Dans cette configuration, la face entre le compas et la main
droite
serait un cadran oriental incliné vers le ciel. Les 6 autres faces
tracées seraient tout aussi facilement définies.
C’est donc ici que surgissent les étonnements :
1°) le tracé équiangulaire de la face orientale
supérieure est erroné
et mal limité.
2°) le tracé, sensiblement équiangulaire, de la face
méridionale
supérieure est, lui aussi, lourdement erroné ; la latitude déjà élevée
de Londres (51°30’) et l’inclinaison de la face devraient presque en
faire un cadran polaire aux lignes horaires parallèles entre elles.
3°) le tracé de la face carrée est-il bien destiné à une
utilisation en
rose azimutale ? La numérotation des rayons semble horaire.

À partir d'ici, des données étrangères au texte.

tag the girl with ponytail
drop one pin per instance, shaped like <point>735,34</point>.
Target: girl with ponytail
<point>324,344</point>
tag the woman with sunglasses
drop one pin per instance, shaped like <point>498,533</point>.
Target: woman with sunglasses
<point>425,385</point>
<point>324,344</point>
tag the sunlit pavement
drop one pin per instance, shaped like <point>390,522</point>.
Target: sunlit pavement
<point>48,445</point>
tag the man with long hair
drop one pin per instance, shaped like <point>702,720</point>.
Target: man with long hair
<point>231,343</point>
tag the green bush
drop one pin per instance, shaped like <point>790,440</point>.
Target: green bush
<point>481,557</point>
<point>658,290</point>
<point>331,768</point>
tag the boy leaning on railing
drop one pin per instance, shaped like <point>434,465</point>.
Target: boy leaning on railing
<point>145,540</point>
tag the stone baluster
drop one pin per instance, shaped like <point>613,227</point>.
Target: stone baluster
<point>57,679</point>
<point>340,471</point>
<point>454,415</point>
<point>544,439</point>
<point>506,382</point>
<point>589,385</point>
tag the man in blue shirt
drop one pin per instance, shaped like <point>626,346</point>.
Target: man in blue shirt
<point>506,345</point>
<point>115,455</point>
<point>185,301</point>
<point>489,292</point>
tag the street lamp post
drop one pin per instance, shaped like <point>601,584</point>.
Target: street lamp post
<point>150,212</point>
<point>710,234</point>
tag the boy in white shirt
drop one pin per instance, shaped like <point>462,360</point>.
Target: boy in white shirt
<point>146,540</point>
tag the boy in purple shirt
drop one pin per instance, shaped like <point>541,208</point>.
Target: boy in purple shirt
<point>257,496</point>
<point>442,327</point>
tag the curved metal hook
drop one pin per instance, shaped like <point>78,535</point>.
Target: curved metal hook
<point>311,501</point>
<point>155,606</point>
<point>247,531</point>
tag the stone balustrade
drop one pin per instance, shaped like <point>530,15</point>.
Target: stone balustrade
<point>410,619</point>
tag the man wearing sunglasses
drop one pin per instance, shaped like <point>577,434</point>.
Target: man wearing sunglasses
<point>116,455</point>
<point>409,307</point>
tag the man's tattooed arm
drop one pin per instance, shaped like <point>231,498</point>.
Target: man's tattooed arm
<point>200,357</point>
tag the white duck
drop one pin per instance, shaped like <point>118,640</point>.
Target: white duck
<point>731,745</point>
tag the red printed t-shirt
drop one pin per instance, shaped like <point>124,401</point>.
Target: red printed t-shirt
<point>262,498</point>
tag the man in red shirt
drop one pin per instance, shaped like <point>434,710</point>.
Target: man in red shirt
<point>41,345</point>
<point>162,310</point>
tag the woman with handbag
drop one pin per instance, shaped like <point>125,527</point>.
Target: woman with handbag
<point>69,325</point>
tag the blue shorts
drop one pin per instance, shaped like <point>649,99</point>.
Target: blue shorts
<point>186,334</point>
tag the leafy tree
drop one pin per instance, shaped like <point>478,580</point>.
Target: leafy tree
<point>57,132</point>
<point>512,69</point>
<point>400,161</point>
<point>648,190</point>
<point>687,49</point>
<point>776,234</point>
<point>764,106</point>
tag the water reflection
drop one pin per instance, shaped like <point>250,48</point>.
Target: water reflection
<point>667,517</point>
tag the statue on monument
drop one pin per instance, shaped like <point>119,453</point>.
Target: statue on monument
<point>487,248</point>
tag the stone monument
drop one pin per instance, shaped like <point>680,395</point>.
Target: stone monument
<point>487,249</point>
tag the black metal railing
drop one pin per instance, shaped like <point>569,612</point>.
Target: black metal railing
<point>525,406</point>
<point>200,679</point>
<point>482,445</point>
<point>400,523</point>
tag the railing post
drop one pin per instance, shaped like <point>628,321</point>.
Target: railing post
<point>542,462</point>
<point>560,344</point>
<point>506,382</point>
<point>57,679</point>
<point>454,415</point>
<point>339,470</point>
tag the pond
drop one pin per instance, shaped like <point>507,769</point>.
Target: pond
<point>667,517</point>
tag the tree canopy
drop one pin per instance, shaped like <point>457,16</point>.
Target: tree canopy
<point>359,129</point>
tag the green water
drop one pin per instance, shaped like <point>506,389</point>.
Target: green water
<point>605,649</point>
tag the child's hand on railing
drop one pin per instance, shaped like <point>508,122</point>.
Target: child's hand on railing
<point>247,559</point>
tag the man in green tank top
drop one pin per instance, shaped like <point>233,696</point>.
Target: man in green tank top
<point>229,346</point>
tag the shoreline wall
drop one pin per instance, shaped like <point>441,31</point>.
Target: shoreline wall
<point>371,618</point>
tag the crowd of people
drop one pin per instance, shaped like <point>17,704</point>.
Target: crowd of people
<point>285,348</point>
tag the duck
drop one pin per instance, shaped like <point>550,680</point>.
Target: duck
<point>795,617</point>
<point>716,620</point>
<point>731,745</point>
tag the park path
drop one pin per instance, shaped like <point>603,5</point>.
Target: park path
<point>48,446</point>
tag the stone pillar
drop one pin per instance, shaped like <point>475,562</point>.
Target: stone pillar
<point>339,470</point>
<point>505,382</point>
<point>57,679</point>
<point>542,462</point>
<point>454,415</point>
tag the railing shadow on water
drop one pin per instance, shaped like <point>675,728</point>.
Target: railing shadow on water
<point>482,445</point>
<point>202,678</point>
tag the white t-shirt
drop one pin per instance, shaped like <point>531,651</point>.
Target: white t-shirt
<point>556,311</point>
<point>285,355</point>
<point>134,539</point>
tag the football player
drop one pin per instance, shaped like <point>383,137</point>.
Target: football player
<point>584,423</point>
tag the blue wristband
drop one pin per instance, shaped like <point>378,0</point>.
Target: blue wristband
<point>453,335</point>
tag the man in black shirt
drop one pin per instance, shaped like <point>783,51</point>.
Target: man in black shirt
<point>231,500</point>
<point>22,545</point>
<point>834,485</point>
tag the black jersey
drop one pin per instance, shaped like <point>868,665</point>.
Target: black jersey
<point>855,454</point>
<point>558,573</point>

4°) ces anomalies sont-elles imputables à Kratzer ou à
Holbein ?Cette
dernière question restera forcément sans réponse certaine.
En revanche,
Holbein, lui-même, a apporté involontairement, des éclaircissements sur
les trois premières interrogations. En effet, en 1533, il a peint un
chef d’œuvre,« Les
Ambassadeurs », qui figure parmi les pièces
maîtresses de la National Gallery, à Londres.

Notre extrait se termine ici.